Another Innocent Man Jailed by AI Mistake
Jalil Richardson from Charlotte, North Carolina, also suffered from a false facial recognition arrest. He was jailed for nearly three months in Florida on charges related to selling a stolen car. Richardson says he was at work in North Carolina when the crime happened. His timecards prove it.
Jacksonville police identified him as an 85 percent match to a suspect in surveillance footage. Two witnesses also picked his photo from lineups. Richardson insists he was misidentified due to racial profiling and poor police work. He said the victim described the suspect as a man with dreadlocks and a big nose. The lineup did not resemble him at all.
Richardson lost his job, home, and custody of two children during his incarceration. The charges were dropped after his attorney showed proof he wasn’t in Florida. Yet his mug shot remains online, making it hard to move on.
Why These Mistakes Keep Happening
Both cases highlight a big problem with facial recognition technology. It often makes errors, especially with people of color. Tests show higher false match rates for Black people, women, and younger or older individuals. Low-quality images, like grainy surveillance video, make the software even less reliable.
Police say facial recognition is just one tool among many. But in these cases, it seemed to drive the entire investigation. Critical evidence that pointed away from the suspects was ignored or hidden. Judges signed arrest warrants without seeing the full picture.

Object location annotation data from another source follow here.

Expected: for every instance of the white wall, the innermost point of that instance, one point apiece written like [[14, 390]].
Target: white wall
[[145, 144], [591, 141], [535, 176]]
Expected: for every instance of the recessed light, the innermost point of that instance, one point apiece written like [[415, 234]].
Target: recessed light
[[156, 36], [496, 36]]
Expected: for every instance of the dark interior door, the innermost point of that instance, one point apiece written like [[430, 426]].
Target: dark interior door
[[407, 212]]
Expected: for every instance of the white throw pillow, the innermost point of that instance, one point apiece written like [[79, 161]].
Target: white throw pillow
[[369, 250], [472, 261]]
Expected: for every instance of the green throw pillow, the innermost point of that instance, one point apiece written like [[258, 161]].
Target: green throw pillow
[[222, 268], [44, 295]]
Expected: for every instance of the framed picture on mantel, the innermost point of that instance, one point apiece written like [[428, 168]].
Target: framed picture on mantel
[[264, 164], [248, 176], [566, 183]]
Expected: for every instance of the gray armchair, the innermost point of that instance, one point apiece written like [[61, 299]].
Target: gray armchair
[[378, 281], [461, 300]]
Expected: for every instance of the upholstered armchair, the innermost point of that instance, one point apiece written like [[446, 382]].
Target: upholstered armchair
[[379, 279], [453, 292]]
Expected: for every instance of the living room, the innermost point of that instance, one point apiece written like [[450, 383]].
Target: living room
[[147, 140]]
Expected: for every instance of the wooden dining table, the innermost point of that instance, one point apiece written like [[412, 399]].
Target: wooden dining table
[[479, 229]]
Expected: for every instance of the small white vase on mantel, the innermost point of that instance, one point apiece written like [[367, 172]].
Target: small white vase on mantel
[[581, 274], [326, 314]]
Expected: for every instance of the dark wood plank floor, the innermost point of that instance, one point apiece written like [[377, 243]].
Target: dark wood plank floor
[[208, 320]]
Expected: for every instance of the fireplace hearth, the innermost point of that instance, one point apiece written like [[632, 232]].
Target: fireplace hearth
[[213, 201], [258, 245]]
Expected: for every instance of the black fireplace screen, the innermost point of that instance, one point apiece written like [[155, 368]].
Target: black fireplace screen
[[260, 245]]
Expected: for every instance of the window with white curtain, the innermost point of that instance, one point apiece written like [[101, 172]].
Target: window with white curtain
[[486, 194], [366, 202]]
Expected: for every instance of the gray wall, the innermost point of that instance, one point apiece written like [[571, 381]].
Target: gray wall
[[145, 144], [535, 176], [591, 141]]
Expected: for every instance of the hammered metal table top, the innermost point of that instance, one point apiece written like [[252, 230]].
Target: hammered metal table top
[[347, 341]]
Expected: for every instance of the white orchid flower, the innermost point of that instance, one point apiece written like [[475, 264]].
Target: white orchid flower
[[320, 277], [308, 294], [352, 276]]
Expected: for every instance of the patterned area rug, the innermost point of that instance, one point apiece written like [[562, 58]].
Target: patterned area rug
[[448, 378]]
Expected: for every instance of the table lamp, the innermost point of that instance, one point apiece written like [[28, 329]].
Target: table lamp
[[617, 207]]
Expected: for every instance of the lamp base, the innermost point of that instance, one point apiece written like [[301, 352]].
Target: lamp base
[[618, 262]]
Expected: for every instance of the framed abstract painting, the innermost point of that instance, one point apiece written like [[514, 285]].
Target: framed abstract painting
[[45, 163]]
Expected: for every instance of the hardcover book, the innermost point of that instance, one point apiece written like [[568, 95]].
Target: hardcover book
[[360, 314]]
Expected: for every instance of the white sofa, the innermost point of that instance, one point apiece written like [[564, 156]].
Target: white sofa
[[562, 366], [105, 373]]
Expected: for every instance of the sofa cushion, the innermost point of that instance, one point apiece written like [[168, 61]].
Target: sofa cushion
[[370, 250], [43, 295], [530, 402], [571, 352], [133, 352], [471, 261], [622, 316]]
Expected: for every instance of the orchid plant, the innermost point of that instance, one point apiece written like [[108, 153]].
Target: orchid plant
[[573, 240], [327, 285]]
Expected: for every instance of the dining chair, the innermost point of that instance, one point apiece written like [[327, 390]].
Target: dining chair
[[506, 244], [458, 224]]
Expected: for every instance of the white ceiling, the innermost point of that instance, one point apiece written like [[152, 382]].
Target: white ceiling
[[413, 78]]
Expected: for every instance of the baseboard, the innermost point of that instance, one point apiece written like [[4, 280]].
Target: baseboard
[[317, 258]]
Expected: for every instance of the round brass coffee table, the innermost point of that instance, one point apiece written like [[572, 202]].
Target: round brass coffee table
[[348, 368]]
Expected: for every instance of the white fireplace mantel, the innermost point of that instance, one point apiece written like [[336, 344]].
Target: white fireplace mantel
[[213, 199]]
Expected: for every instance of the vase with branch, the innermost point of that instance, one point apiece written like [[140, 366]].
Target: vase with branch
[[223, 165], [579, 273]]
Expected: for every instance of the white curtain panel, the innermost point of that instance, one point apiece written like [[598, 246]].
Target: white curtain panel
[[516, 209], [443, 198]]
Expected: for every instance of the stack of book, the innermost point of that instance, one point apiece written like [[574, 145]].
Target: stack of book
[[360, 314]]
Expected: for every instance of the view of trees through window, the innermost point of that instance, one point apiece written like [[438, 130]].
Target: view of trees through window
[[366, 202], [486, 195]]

These errors have real consequences. Innocent people lose their freedom, jobs, and homes. They face public shame from mug shots online. Families are torn apart. And police officers sometimes get promoted despite mishandling cases.
The American Civil Liberties Union and privacy advocates call for sweeping changes. They want police to stop relying on flawed technology without proper checks. They demand transparency and accountability in law enforcement’s use of AI.
Technology can help solve crimes. But it must not replace good police work. Every arrest needs proper investigation beyond an algorithm’s guess. Human judgment and fairness must come first.
As more police departments adopt AI tools, these stories warn us. Without safeguards, technology can become a weapon against the innocent. The justice system must protect rights, not strip them based on a software match.
Based on
- Wrongful Arrest Exposes Failures in One of the Oldest Police Face-Recognition Tools in the US — wired.com
- Florida Man Sues Police Over Wrongful Arrest Due to False Facial Recognition Match | American Civil Liberties Union — aclu.org
- Black Man Exonerated After Being Jailed For Months Due To False AI Identification – Blavity — blavity.com
- Man wrongfully jailed; prosecutors cite facial recognition match before dropping case — yahoo.com
- AI Mistakenly Sends Grandma to Jail: The Dark Side of Facial Recognition (2026) — eamar.org















What do you think?
It is nice to know your opinion. Leave a comment.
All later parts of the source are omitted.